How to cite this article:
Al Hadidi M, Shaaban H, Jumean KH, Peralta PA. Loeffler's Syndrome Secondary to Hyperinfection by Strongyloides stercoralis Associated with Methotrexate in a Patient with Rheumatoid Arthritis. J Global Infect Dis 2018;10:29-30

How to cite this URL:
Al Hadidi M, Shaaban H, Jumean KH, Peralta PA. Loeffler's Syndrome Secondary to Hyperinfection by Strongyloides stercoralis Associated with Methotrexate in a Patient with Rheumatoid Arthritis. J Global Infect Dis [serial online] 2018 [cited 2019 Aug 24];10:29-30. Available from: http://www.jgid.org/text.asp?2018/10/1/29/225868




Sir,

Strongyloidiasis is endemic in tropical and subtropical regions. The overall prevalence may exceed 25%, especially in the southeastern areas of the United States and in people who have recently traveled to endemic areas.[1],[2] It is estimated to affect at least 60 million people.[3] Herein, we present the first case of Loeffler's syndrome secondary to Strongyloides stercoralis hyperinfection in a patient with rheumatoid arthritis on methotrexate therapy who was successfully treated with ivermectin.
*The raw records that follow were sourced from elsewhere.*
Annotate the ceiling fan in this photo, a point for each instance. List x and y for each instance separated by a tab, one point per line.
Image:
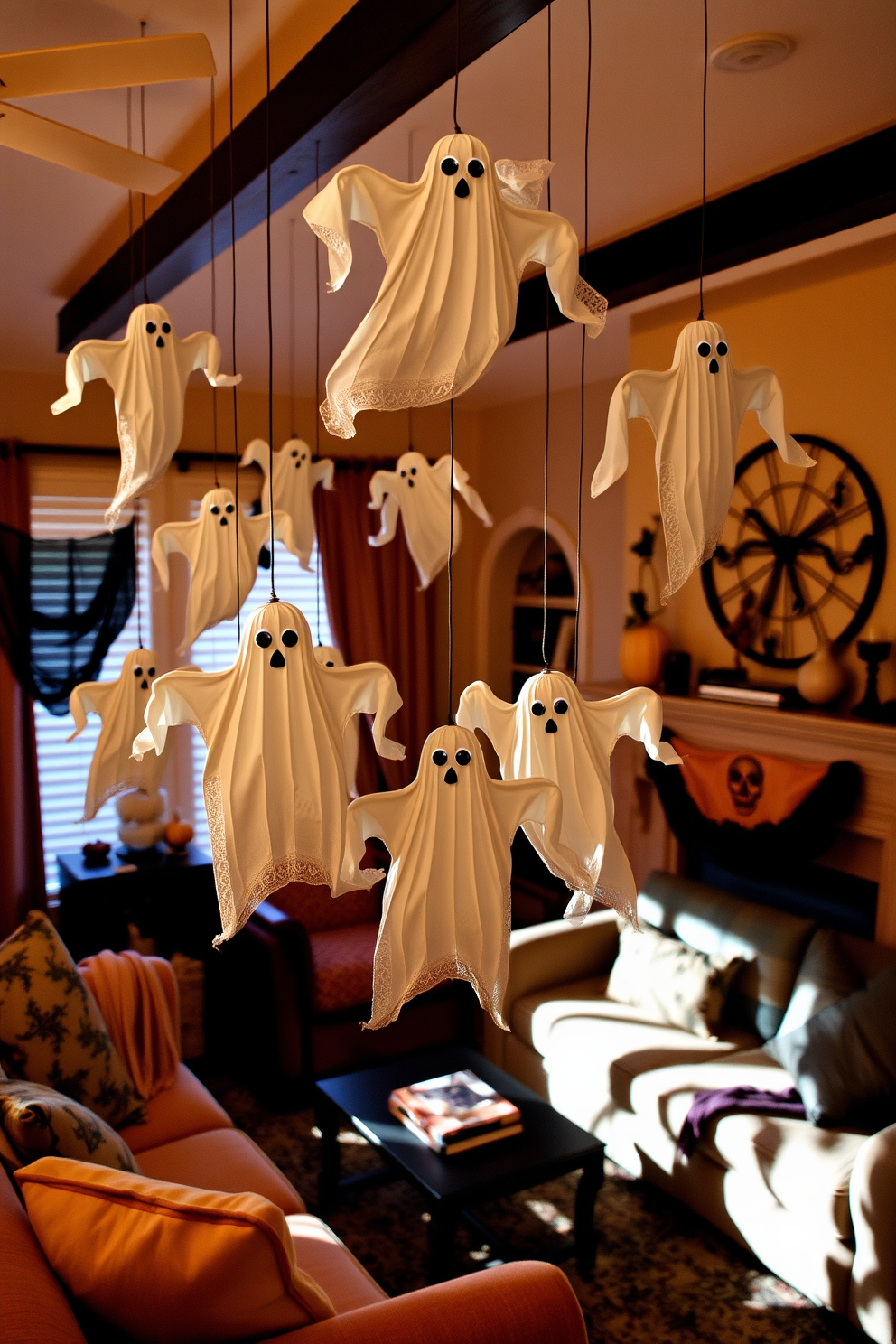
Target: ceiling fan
96	65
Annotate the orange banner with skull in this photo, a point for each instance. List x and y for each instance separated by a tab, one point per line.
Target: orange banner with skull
746	787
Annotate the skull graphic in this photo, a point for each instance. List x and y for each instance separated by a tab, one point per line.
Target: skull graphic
746	779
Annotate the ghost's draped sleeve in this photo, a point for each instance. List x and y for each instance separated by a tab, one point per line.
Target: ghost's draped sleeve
183	696
364	196
758	390
364	688
481	708
383	496
88	698
639	396
374	816
201	350
639	716
539	801
88	360
469	496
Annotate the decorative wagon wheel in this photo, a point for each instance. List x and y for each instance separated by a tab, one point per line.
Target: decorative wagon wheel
801	558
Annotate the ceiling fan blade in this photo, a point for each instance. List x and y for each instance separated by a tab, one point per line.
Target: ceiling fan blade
105	65
70	148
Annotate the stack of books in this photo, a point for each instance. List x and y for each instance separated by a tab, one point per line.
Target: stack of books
455	1112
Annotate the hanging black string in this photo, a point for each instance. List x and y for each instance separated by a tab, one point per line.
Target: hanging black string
547	399
703	207
584	261
270	304
143	144
233	311
214	291
457	58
A 74-year-old Hispanic female with a history of breast cancer in clinical remission for 10 years, rheumatoid arthritis on weekly methotrexate presented to the emergency department with complaints of a 1 week history of dark bloody and mucoid diarrhea, with frequency of 8–9 times of bowel movements daily associated with nausea and nonbloody nonbilious vomiting. She also complained of poorly localized upper colicky abdominal pain. She traveled to Puerto Rico 2 months ago. On physical examination, she had a bilateral tender erythematous rash on the shin surfaces of her legs and sides of the ankles. Laboratory testing was significant for white blood cell count (WBC) of 16,000 with eosinophils of 27%. On day 3, the WBC subsequently increased to 26,000 of which 60% wereeosinophils and the absolute eosinophilic count was 15,800. The patient started to experience cough, wheezing, and shortness of breath. Arterial blood gases revealed severe hypoxia. Chest X-ray showed bilateral increased interstitial infiltrates in the lung fields. Doppler ultrasound of the lower extremities showed a common femoral vein deep vein thrombosis and was managed with inferior vena caval filter due to the fact that the patient had continuous bloody bowel movements. On day 4, stool analysis revealed microscopic evidence of S. stercoralis larvae. She was started on ivermectin 15 mg daily for 2 days, the WBC trended down from 26 to 16.3 over 48 h, and absolute eosinophils trended down from 15.6 to 5.2, diarrhea stopped, and the rash resolved completely over 4 days with complete resolution of the erythema that started to develop into a desquamative pattern. Her respiratory status also improved dramatically. Human T-cell leukemia virus type 1 and 2 antibodies were negative. The patient clinically improved and was subsequently discharged from the hospital. S. stercoralis was not detected in the subsequent follow-up stool examinations thereafter.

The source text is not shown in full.